Join us on the dark side (said in Darth Vader’s voice). Find out how NASA collected the electrifying Black Marble map and its potential applications.
READ MORE: The 5 Blue Marble – Satellite Image of Earth
View the Black Marble Map for Yourself
First, you can see for yourself NASA’s unique Black Marble map in the EOSDIS Worldview Earthdata Explorer.
In this interactive viewer, you can zoom in to see cities and towns, or zoom out to see the whole planet at once.
The Black Marble product is also available as a 15 arc-second gridded GeoTiff raster file through NASA’s Black Marble official website.
Earth From Space at Night
While the Blue Marble map is a view of Earth during the day with land, oceans, and clouds, NASA’s Black Marble is a fascinating way to visualize Earth at night.
This map provides a visual representation of how much light glows on the Earth’s surface. This is a good indicator of everything from wildfires to energy consumption around the world.
In some locations, the map shows just faint specks of light, almost invisible to the eye.
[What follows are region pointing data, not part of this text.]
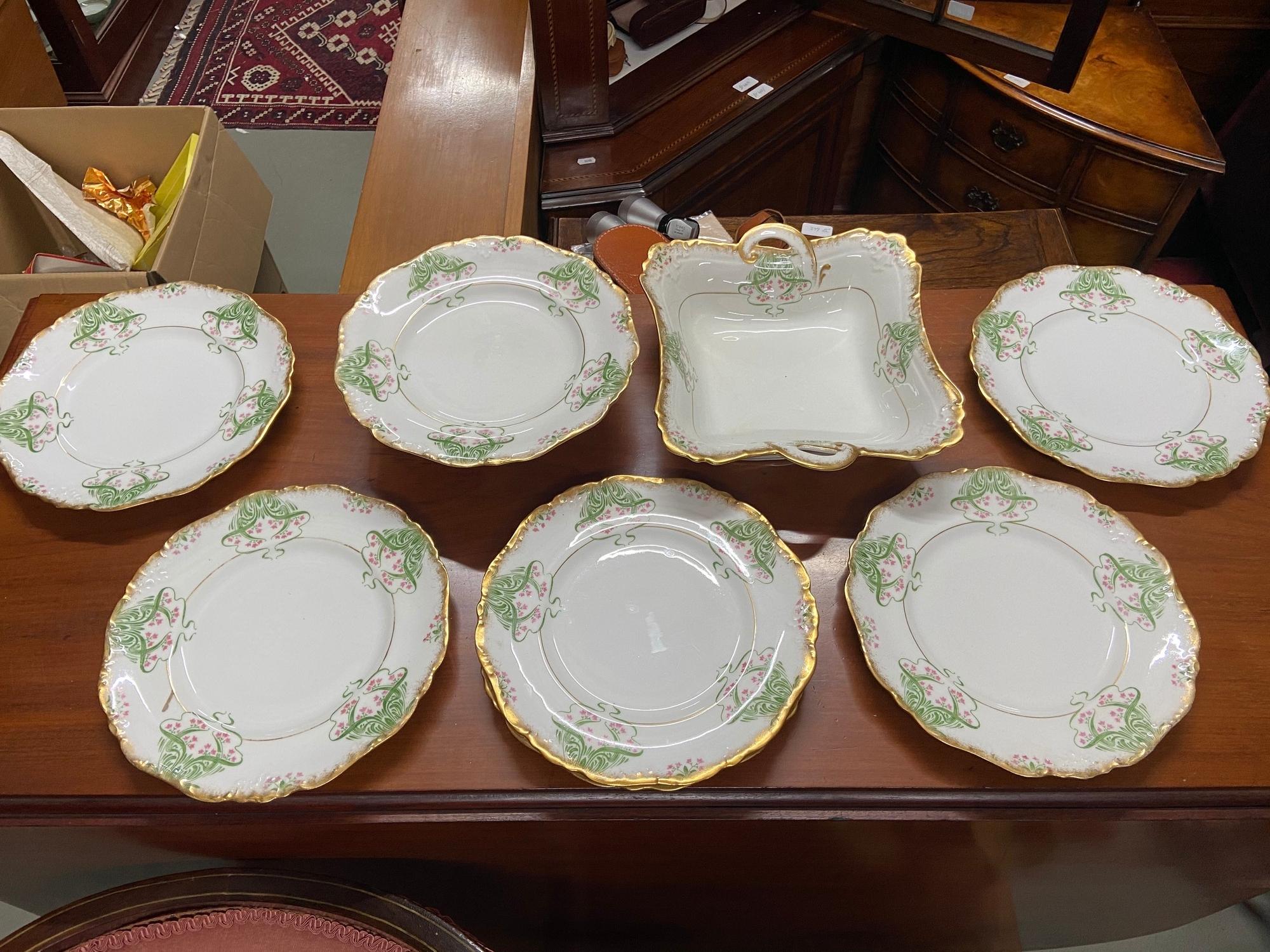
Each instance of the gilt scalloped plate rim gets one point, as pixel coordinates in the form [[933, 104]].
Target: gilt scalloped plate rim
[[1018, 284], [1184, 610], [772, 451], [104, 691], [493, 459], [525, 733], [284, 397]]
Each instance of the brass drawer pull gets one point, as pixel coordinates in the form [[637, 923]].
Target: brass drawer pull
[[1008, 138], [981, 200]]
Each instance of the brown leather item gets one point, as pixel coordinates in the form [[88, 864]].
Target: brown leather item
[[622, 253], [759, 219], [650, 22]]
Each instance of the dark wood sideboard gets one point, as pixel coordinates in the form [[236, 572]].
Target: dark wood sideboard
[[1122, 154]]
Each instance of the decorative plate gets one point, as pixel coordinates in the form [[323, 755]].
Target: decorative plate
[[143, 395], [1023, 621], [816, 354], [646, 633], [486, 351], [270, 645], [1121, 375]]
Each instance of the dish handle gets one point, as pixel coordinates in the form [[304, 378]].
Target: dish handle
[[819, 456], [792, 237]]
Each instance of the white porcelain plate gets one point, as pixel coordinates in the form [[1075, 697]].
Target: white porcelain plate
[[143, 395], [646, 633], [816, 355], [486, 351], [1121, 375], [272, 644], [1023, 621]]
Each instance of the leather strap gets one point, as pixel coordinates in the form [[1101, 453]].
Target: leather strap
[[759, 219], [622, 252]]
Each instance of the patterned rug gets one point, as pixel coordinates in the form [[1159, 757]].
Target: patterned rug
[[281, 64]]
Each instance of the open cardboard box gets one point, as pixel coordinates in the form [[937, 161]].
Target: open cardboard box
[[217, 234]]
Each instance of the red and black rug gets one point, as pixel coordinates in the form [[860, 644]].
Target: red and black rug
[[283, 64]]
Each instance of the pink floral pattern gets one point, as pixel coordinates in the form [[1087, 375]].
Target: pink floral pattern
[[34, 422], [521, 600], [1112, 719], [937, 699]]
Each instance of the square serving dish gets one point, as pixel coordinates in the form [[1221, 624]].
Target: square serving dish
[[815, 354]]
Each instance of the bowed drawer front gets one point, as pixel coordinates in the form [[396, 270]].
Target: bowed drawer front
[[958, 138]]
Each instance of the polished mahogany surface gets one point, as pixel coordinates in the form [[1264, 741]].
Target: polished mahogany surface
[[849, 746]]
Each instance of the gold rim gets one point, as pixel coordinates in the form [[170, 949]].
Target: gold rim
[[526, 736], [1095, 474], [1161, 731], [951, 389], [468, 464], [104, 691], [283, 399]]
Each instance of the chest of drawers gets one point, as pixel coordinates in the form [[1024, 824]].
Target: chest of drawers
[[1122, 154]]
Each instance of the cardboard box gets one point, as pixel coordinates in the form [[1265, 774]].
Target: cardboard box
[[217, 235]]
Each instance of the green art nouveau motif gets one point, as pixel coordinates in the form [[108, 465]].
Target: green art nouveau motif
[[1112, 719], [886, 564], [938, 699], [104, 326], [1052, 432], [468, 442], [265, 522], [612, 501], [674, 347], [394, 559], [595, 741], [572, 288], [371, 709], [1008, 334], [598, 383], [754, 544], [755, 689], [993, 496], [1097, 293], [233, 326], [373, 370], [896, 351], [1221, 355], [774, 282], [1200, 453], [148, 633], [192, 747], [523, 601], [435, 270], [121, 486], [34, 422], [253, 408], [1137, 592]]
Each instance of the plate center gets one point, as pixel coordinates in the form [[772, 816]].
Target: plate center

But in other parts of the world, the night sky lights up with dense clusters of light from metropolitan cities.
Black Marble has the potential for us to understand everything from urban development and energy access to the impacts of natural disasters and recovery.
Suomi NPP Satellite Powers Black Marble
The Black Marble is a composite image, stitched together of 400+ images from the polar-orbiting Suomi NPP satellite. In order to complete the full composite, the satellite completed 312 orbits
Onboard the satellite is the VIIRS (Visible Infrared Imaging Radiometer Suite) instrument, which collects images of Earth in 22 spectral bands. One of them is the day-night band (DNB). This panchromatic band is sensitive to visible and near-infrared wavelengths, which powers the Black Marble.
Altogether, the Black Marble is a full collection of scenes stitched together 2.5 terabytes of data into a composite to observe nighttime lights.